Lydia Hofmann, Svenja Lohse and Tonio Weidler
(hofmann|lohse|weidler)@cl.uni-heidelberg.de
Institute of Computational Linguistics
Heidelberg University, Germany
Goal of this project is an unsupervised classification of text types.
In the first step the algorithm normalises the given texts, with a so-called "Parser". After that it analyses the preprocessed data with an extensible set of features returning an ARFF-file with the results, which Weka uses to run algorithms with and to evaluate the outcome.
Further steps would be i.a. an expansion of features and data to differentiate more classes successfully.

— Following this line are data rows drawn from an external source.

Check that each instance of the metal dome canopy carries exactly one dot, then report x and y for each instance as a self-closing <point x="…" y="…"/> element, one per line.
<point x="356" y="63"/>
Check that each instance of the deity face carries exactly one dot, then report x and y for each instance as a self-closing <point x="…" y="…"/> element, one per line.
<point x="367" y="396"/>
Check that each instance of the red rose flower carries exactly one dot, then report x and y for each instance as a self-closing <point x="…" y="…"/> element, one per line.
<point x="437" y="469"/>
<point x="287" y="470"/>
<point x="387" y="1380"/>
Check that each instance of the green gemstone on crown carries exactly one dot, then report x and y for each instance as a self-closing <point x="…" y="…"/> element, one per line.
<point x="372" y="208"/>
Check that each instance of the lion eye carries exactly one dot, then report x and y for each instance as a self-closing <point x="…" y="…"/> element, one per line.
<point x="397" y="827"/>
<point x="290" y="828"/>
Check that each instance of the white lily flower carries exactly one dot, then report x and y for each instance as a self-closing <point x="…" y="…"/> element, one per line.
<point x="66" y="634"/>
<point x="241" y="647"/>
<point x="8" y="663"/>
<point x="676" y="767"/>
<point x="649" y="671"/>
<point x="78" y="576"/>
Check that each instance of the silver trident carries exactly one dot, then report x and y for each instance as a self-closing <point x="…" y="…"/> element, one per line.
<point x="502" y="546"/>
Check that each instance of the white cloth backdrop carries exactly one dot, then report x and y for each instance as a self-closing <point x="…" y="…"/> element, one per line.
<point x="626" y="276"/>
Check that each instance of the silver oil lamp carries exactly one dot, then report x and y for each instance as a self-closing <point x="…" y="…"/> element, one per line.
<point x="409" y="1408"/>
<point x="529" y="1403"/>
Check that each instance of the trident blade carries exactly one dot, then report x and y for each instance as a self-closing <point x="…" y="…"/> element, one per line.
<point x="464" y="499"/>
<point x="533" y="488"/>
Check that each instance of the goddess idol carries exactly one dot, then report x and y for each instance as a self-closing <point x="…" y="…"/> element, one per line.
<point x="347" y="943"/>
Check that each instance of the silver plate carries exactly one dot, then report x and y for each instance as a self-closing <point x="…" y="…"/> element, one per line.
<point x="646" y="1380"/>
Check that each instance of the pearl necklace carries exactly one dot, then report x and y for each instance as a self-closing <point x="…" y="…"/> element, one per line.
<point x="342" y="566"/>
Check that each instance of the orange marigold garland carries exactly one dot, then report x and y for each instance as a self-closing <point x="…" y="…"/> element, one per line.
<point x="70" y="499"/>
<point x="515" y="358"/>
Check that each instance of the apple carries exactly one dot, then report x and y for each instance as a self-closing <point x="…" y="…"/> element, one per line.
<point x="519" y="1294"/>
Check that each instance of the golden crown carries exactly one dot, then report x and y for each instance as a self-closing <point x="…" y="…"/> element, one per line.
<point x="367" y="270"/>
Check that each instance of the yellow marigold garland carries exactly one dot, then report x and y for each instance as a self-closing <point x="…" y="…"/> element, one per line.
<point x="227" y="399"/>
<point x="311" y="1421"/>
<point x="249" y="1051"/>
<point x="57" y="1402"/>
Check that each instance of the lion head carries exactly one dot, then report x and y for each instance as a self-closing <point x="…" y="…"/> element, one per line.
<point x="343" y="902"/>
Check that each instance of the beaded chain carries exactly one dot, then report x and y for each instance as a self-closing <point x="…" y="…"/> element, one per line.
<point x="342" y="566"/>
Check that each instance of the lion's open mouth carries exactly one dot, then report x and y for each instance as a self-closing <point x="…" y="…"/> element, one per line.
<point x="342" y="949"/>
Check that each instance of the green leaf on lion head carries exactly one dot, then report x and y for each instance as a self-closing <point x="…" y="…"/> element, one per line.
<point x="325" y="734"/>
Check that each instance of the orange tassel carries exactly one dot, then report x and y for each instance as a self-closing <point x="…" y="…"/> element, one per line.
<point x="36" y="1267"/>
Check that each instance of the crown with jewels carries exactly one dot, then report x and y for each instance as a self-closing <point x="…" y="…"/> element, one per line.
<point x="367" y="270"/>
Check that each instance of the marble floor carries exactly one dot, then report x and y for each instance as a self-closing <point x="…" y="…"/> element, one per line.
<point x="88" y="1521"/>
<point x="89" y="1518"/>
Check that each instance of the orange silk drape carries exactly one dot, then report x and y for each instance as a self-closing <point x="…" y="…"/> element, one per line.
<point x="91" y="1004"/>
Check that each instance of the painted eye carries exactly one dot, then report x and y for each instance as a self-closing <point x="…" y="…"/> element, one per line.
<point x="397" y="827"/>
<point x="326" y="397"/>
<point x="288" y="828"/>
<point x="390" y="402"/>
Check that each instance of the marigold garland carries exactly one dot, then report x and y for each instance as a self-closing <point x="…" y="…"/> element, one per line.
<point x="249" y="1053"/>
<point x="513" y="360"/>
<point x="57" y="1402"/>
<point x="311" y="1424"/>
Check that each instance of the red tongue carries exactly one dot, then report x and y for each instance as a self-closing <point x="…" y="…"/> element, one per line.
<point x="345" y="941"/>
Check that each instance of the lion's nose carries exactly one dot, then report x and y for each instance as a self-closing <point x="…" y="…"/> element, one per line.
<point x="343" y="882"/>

TyRex is written in Python3!
- https://pypi.python.org/pypi/html2text or
pip3 install html2text
(needs sudo) - https://perso.limsi.fr/pointal/doku.php?id=dev:treetaggerwrapper or
pip3 install treetaggerwrapper
(needs sudo) - http://www.cis.uni-muenchen.de/~schmid/tools/TreeTagger/ the TreeTagger
Though this should be all additional software needed, you might miss some usually standard packages in python. Contact us if further help is needed.
Directory | Content |
---|---|
raw_data | unnormalized files for coarse classes |
fine_data | contains for fine-grained classes: new_data - unnormalized files new_data.zip - those as archive data_fine - normalized files feature_maps_fine - JSON feature map files this data takes more than 3h to compute, you should not recompute it if not necessary. Use -j in learn.sh to use the already calced data! |
data | normalized files for coarse classes |
feature_maps | JSON feature maps for coarse classes |
test_data | few files to test learn.sh without waiting too long for results |
data* and feature_maps* folders contain precalculated data, that takes some time to get calculated. To test the system, test_data may be enough.
- learn from data and create arff:
bash learn.sh -s DIR -d DIR -m DIR -f FILE [options]
(all directories need a trailing "/") - run
bash learn.sh -h
to get further help and options - get a files text type:
bash tyrex.sh FILENAME
Parser
parser/Parser.py
Main 'Parser' SuperClass, that takes a single path to a file. Contains methods to read this File (with different Encodings) and the converter method, that creates the normalized text.
MultiParser
parser/MultiParser.py
Subclass of a/the 'Parser'. Takes a directory instead of a single files path and converts all contained files to a normalized version. Saves this Version as a new file at a given location.
Feature Extraction Algorithm (FEA)
FeatureExtractionAlgorithm.py
Main Class, containing all the Methods that calc the Features.
Automized FEA
AutomizedFEA.py
Automatically applies FEA on a whole directory with some options.
ARFFBuilder
ARFFBuilder.py
This class manages ARFF file construction out of FEA results.
Text Type Recognizer
recognizeTextType.py
Class that takes a filepath and calculates the files normed text and vector.
It then returns the most likely text type.
See the comments in the files for more information regarding other methods of the Class and detailed descriptions.